Parameter | Description | Default |
---|---|---|
CONNECTION_FACTORY_CLASS |
ConnectionFactory is used to create and maintain ConnectionPool. | "throttled.store.ConnectionFactory" |
CONNECTION_POOL_CLASS |
ConnectionPool import path. | "redis.connection.ConnectionPool" |
CONNECTION_POOL_KWARGS |
ConnectionPool construction parameters. | {} |
REDIS_CLIENT_CLASS |
RedisClient import path, uses redis.client.Redis by default. | "redis.client.Redis" |
REDIS_CLIENT_KWARGS |
RedisClient construction parameters. | {} |
PASSWORD |
Password. | null |
SOCKET_TIMEOUT |
ConnectionPool parameters. | null |
SOCKET_CONNECT_TIMEOUT |
ConnectionPool parameters. | null |
SENTINELS |
(host, port) tuple list, for sentinel mode, please use SentinelConnectionFactory and provide this configuration. |
[] |
SENTINEL_KWARGS |
Sentinel construction parameters. | {} |
MemoryStore is essentially a LRU Cache based on memory with expiration time.

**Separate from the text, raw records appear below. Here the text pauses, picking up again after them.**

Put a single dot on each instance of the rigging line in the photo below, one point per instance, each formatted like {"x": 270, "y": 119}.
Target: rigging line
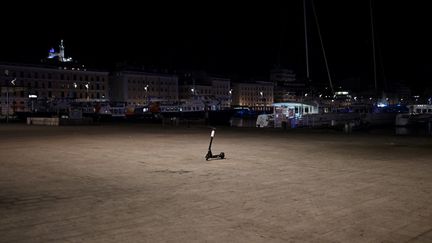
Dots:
{"x": 373, "y": 45}
{"x": 322, "y": 46}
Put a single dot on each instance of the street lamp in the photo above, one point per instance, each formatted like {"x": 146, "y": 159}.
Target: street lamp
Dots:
{"x": 7, "y": 99}
{"x": 87, "y": 86}
{"x": 146, "y": 96}
{"x": 262, "y": 99}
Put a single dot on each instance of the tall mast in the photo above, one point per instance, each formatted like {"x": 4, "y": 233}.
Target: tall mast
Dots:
{"x": 306, "y": 41}
{"x": 373, "y": 46}
{"x": 322, "y": 47}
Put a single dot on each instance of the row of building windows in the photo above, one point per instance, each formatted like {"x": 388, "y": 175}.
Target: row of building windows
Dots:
{"x": 152, "y": 82}
{"x": 36, "y": 75}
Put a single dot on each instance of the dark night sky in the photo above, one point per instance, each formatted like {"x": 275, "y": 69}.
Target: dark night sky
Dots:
{"x": 245, "y": 39}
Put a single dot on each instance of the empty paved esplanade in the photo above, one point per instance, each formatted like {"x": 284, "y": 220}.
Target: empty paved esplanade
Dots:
{"x": 147, "y": 183}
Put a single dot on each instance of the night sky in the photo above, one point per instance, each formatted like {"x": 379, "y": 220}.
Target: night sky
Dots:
{"x": 245, "y": 40}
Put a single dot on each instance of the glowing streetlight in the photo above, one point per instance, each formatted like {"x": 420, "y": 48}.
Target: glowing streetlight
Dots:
{"x": 87, "y": 87}
{"x": 146, "y": 91}
{"x": 7, "y": 98}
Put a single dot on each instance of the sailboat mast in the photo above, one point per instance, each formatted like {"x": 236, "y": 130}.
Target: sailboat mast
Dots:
{"x": 373, "y": 46}
{"x": 306, "y": 41}
{"x": 322, "y": 47}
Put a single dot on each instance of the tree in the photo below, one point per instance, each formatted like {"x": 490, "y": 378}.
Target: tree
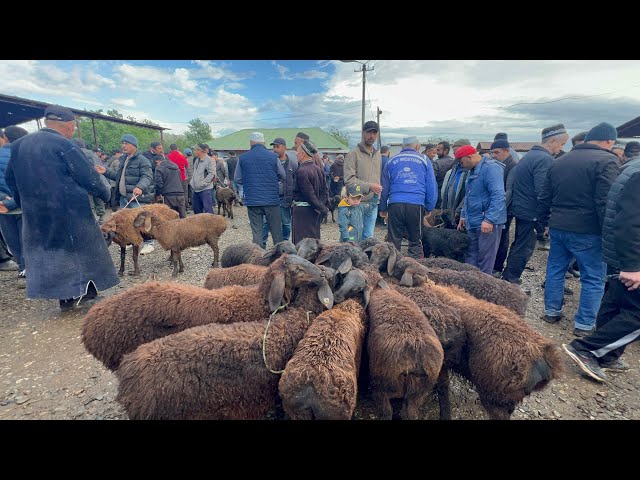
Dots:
{"x": 198, "y": 132}
{"x": 342, "y": 137}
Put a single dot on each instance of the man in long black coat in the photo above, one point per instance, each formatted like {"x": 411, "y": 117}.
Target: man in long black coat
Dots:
{"x": 65, "y": 252}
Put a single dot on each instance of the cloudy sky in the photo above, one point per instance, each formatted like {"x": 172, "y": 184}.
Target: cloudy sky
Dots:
{"x": 439, "y": 98}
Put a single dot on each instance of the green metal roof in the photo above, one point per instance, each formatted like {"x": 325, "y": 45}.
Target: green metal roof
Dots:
{"x": 240, "y": 140}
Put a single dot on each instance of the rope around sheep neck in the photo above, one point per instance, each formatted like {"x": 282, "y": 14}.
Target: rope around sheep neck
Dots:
{"x": 264, "y": 337}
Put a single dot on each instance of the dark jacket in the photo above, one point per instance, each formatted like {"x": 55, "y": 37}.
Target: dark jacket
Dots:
{"x": 286, "y": 186}
{"x": 621, "y": 229}
{"x": 528, "y": 178}
{"x": 138, "y": 174}
{"x": 167, "y": 179}
{"x": 576, "y": 189}
{"x": 309, "y": 181}
{"x": 62, "y": 244}
{"x": 258, "y": 170}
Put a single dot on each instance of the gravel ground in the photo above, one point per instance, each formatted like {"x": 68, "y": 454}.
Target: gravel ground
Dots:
{"x": 45, "y": 372}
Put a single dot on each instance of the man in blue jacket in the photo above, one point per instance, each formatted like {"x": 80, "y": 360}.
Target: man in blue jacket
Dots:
{"x": 484, "y": 212}
{"x": 408, "y": 189}
{"x": 258, "y": 171}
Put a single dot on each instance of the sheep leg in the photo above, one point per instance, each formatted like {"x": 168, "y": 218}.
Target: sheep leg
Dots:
{"x": 123, "y": 254}
{"x": 442, "y": 389}
{"x": 136, "y": 268}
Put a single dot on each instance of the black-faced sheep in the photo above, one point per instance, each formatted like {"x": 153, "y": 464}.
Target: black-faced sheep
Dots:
{"x": 119, "y": 324}
{"x": 119, "y": 229}
{"x": 225, "y": 197}
{"x": 405, "y": 355}
{"x": 444, "y": 242}
{"x": 178, "y": 235}
{"x": 211, "y": 372}
{"x": 504, "y": 358}
{"x": 321, "y": 380}
{"x": 252, "y": 253}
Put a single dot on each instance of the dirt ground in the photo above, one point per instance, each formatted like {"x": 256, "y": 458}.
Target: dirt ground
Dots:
{"x": 45, "y": 372}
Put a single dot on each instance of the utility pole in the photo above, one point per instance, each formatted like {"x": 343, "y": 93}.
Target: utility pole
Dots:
{"x": 379, "y": 131}
{"x": 364, "y": 71}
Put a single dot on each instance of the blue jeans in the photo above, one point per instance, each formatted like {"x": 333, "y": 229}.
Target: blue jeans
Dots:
{"x": 11, "y": 227}
{"x": 285, "y": 215}
{"x": 369, "y": 214}
{"x": 587, "y": 248}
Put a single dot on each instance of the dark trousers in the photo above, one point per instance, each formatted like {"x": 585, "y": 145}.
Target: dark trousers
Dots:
{"x": 272, "y": 214}
{"x": 617, "y": 324}
{"x": 176, "y": 202}
{"x": 483, "y": 248}
{"x": 11, "y": 227}
{"x": 521, "y": 250}
{"x": 503, "y": 248}
{"x": 403, "y": 216}
{"x": 202, "y": 202}
{"x": 305, "y": 223}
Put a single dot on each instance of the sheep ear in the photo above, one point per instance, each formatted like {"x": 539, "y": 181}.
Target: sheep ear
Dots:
{"x": 345, "y": 266}
{"x": 325, "y": 295}
{"x": 393, "y": 256}
{"x": 324, "y": 257}
{"x": 276, "y": 292}
{"x": 366, "y": 294}
{"x": 407, "y": 278}
{"x": 147, "y": 224}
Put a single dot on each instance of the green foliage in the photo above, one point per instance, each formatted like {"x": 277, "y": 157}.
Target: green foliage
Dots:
{"x": 342, "y": 137}
{"x": 108, "y": 134}
{"x": 198, "y": 132}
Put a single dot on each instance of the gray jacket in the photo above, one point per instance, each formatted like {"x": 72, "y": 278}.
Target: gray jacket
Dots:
{"x": 203, "y": 172}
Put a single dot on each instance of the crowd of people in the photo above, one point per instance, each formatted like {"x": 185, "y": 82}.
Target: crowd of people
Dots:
{"x": 584, "y": 200}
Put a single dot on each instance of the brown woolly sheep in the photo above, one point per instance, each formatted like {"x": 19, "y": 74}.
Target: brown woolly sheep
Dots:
{"x": 504, "y": 357}
{"x": 211, "y": 372}
{"x": 252, "y": 253}
{"x": 120, "y": 323}
{"x": 321, "y": 379}
{"x": 405, "y": 355}
{"x": 119, "y": 229}
{"x": 178, "y": 235}
{"x": 225, "y": 197}
{"x": 478, "y": 284}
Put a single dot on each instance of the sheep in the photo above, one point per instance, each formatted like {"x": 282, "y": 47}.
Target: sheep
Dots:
{"x": 225, "y": 197}
{"x": 443, "y": 242}
{"x": 178, "y": 235}
{"x": 442, "y": 262}
{"x": 120, "y": 230}
{"x": 405, "y": 355}
{"x": 120, "y": 323}
{"x": 478, "y": 284}
{"x": 321, "y": 379}
{"x": 503, "y": 357}
{"x": 211, "y": 372}
{"x": 252, "y": 253}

Parameter | Description | Default |
---|---|---|
MAX_SIZE |
Maximum capacity. When the number of stored key-value pairs exceeds MAX_SIZE , they will be eliminated according to the LRU policy. |
1024 |
All exceptions inherit from throttled.exceptions.BaseThrottledError
.
When a request is throttled, an exception is thrown, such as: Rate limit exceeded: remaining=0, reset_after=60, retry_after=60.
.
Field | Type | Description |
---|---|---|
rate_limit_result |
RateLimitResult |
The result after executing the RateLimiter for the given key. |
Thrown when the parameter is invalid, such as: Invalid key: None, must be a non-empty key.
.
- Python Version: 3.13.1 (CPython implementation)
- Operating System: macOS Darwin 23.6.0 (ARM64 architecture)
- Redis Version: 7.x (local connection)
Throughput in req/s, Latency in ms/op.
Algorithm Type | In-Memory (Single-thread) | In-Memory (16 threads) | Redis (Single-thread) | Redis (16 threads) |
---|---|---|---|---|
Baseline [1] | 1,692,307 / 0.0002 | 135,018 / 0.0004 [2] | 17,324 / 0.0571 | 16,803 / 0.9478 |
Fixed Window | 369,635 / 0.0023 | 57,275 / 0.2533 | 16,233 / 0.0610 | 15,835 / 1.0070 |
Sliding Window | 265,215 / 0.0034 | 49,721 / 0.2996 | 12,605 / 0.0786 | 13,371 / 1.1923 |
Token Bucket | 365,678 / 0.0023 | 54,597 / 0.2821 | 13,643 / 0.0727 | 13,219 / 1.2057 |
Leaky Bucket | 364,296 / 0.0023 | 54,136 / 0.2887 | 13,628 / 0.0727 | 12,579 / 1.2667 |
GCRA | 373,906 / 0.0023 | 53,994 / 0.2895 | 12,901 / 0.0769 | 12,861 / 1.2391 |
- [1] Baseline: In-Memory -
dict[key] += 1
, Redis -INCRBY key increment
. - [2] In-Memory concurrent baseline uses
threading.RLock
for thread safety. - [3] Performance: In-Memory - ~2.5-4.5x
dict[key] += 1
operations, Redis - ~1.06-1.37xINCRBY key increment
operations. - [4] Benchmark code: tests/benchmarks/test_throttled.py.